Hannover. Niedersachsen setzt mit dem Reformationstag als neuem Feiertag ganz auf Pragmatismus.

Unser Leser Michael Wald bemerkt auf unseren Facebook-Seiten:

Der Reformationstag würde sich anbieten. Bloß nicht noch mehr Zerstückelung zwischen den Bundesländern...

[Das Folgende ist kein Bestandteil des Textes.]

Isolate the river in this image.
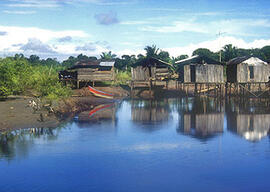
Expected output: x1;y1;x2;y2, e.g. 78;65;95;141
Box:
0;98;270;192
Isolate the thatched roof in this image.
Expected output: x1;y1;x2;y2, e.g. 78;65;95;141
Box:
227;56;267;66
175;55;222;65
133;57;173;67
69;60;115;69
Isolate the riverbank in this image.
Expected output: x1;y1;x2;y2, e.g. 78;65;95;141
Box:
0;87;129;131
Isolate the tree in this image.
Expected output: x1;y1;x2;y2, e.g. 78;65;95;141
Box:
261;46;270;62
223;44;237;62
28;55;40;65
157;50;171;63
192;48;218;60
172;55;188;63
100;51;117;60
144;45;159;58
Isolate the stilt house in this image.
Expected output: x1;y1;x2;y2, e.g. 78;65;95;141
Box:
226;56;270;83
59;60;115;82
131;58;172;82
175;55;224;83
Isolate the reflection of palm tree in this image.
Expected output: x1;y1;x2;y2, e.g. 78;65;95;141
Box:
0;126;66;160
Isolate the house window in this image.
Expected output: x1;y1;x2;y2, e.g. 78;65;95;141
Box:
248;66;254;79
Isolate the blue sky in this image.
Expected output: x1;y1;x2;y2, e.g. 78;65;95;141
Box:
0;0;270;60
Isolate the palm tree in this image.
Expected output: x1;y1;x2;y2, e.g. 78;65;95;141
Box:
144;45;159;58
223;44;237;62
100;51;117;60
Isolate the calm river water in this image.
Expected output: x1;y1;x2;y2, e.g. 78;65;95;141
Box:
0;98;270;192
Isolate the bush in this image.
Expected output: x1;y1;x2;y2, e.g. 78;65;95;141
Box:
0;57;71;99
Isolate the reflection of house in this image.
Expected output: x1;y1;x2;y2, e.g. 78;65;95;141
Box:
227;113;270;141
77;104;116;125
226;56;270;83
177;97;224;139
131;100;169;123
175;55;224;83
179;113;224;138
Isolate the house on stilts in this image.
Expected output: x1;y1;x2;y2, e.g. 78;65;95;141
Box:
175;55;225;83
59;60;115;87
131;58;173;87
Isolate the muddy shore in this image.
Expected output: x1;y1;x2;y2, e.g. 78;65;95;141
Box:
0;87;129;131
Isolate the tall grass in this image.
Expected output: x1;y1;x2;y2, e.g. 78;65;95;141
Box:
0;57;71;99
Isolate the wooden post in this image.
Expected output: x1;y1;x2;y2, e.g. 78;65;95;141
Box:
77;80;80;89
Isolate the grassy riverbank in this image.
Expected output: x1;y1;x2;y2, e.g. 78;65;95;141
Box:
0;56;71;100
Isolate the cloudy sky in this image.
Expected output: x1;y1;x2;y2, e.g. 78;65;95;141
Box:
0;0;270;60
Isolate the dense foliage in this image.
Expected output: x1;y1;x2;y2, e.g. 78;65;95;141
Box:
0;55;70;99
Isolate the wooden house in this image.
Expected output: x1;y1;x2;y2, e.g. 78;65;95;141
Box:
59;60;115;86
175;55;224;83
226;56;270;83
131;58;172;82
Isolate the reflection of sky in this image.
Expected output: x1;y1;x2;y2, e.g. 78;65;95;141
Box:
0;101;270;192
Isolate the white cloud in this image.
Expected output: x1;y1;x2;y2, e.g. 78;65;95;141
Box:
3;10;36;15
0;25;89;51
6;0;135;8
7;0;60;8
139;18;270;36
120;20;151;25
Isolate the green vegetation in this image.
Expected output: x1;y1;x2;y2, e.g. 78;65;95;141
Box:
0;55;71;99
0;44;270;99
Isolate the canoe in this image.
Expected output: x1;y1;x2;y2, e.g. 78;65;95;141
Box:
88;86;113;99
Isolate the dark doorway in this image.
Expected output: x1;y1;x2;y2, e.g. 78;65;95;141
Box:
190;65;196;82
248;66;254;79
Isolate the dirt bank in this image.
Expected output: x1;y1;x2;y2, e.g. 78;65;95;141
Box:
0;98;60;131
0;87;129;131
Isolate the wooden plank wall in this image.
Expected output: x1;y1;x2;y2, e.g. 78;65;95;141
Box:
184;65;224;83
236;63;270;83
77;68;114;81
131;66;150;81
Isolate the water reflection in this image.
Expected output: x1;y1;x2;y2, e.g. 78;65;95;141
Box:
0;97;270;160
0;127;61;160
75;103;117;128
177;98;224;139
131;99;170;124
226;99;270;142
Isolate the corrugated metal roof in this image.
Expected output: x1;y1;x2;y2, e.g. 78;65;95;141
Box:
99;61;115;67
227;56;267;66
175;55;222;65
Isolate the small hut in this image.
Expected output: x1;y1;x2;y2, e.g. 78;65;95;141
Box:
59;60;115;86
175;55;224;83
131;58;172;82
226;56;270;83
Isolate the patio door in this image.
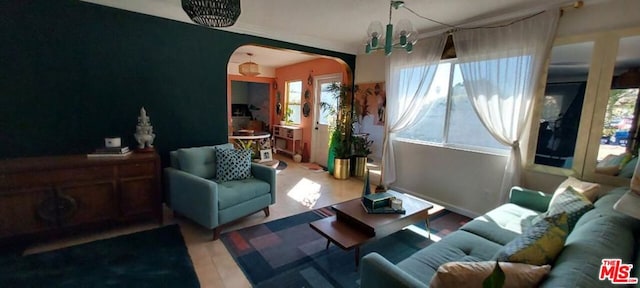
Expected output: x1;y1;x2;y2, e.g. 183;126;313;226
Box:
311;73;342;167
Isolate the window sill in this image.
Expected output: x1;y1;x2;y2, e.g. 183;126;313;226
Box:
395;138;509;157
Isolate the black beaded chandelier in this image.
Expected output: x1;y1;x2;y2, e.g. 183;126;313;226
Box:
182;0;240;27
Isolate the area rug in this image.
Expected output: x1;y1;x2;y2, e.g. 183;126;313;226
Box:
275;160;288;171
221;208;464;288
0;225;200;287
302;162;324;172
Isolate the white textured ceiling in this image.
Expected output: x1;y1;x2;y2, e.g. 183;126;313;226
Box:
83;0;580;54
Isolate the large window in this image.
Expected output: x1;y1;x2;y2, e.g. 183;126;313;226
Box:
284;81;302;124
528;28;640;186
397;61;509;154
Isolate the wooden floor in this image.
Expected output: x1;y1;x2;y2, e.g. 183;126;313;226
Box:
25;155;378;288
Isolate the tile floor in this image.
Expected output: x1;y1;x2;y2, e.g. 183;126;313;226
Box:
25;155;379;288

Die Antwort recherchierte Michael Ahlers

Von Zerstückelung sprach Ministerpräsident Stephan Weil (SPD) zwar nicht, als er am Dienstag den Gesetzentwurf zum neuen Feiertagsgesetz vorstellte. Doch der SPD-Politiker warnte vor einer „Insellösung“. Dass eine „Insellösung“ vermieden werden soll, steht so ausdrücklich sogar im Gesetzentwurf – das Argument unserer Lesers war also auch für die SPD-CDU-Regierung zielführend.

„Es heißt immer, die Diskussion sei ergebnisoffen. Aber das stimmt nicht.“
„Es heißt immer, die Diskussion sei ergebnisoffen. Aber das stimmt nicht.“ © Michael Fürst, Jüdische Gemeinden Niedersachsen.

Sowohl Weil als auch der CDU-Landesvorsitzende Bernd Althusmann hatten vor der Landtagswahl 2017 einen zusätzlichen gesetzlichen Feiertag in Niedersachsen versprochen. Bayern hat 13, Niedersachsen derzeit nur 9. Der Jurist Weil hatte dabei den Reformationstag von Anfang an im Kopf: große religiöse und noch größere gesellschaftliche Bedeutung, dazu norddeutsch verankert. Der Reformationstag sei kirchlicher Feiertag für rund 3,86 Millionen Evangelischer Christen in Niedersachsen, rund die Hälfte der Bevölkerung. Der Buß- und Bettag, anfangs auch oft genannt, habe demgegenüber als Feiertag keine wesentlichen Inhalte gehabt, betonte Weil am Dienstag beim Vorstellen des Gesetzentwurfs. Der „Buß- und Betttag“ sei als freier Tag gern einfach so mitgenommen worden. Nichtreligiöse Gegenvorschläge, vom Europatag im Mai, dem Tag des Inkrafttretens der Landesverfassung im Juni oder auch dem Weltfrauentag am 8. März fand die Landesregierung entweder zu speziell oder aber zu allgemein. Ein gemeinsamer Feiertag der norddeutschen Länder sei schließlich „geboten“. Dazu verwies Innenminister Boris Pistorius (SPD) in einer Erklärung auf die Güterverkehre zwischen den norddeutschen Ländern, aber auch auf die Zusammenarbeit in den Verwaltungen.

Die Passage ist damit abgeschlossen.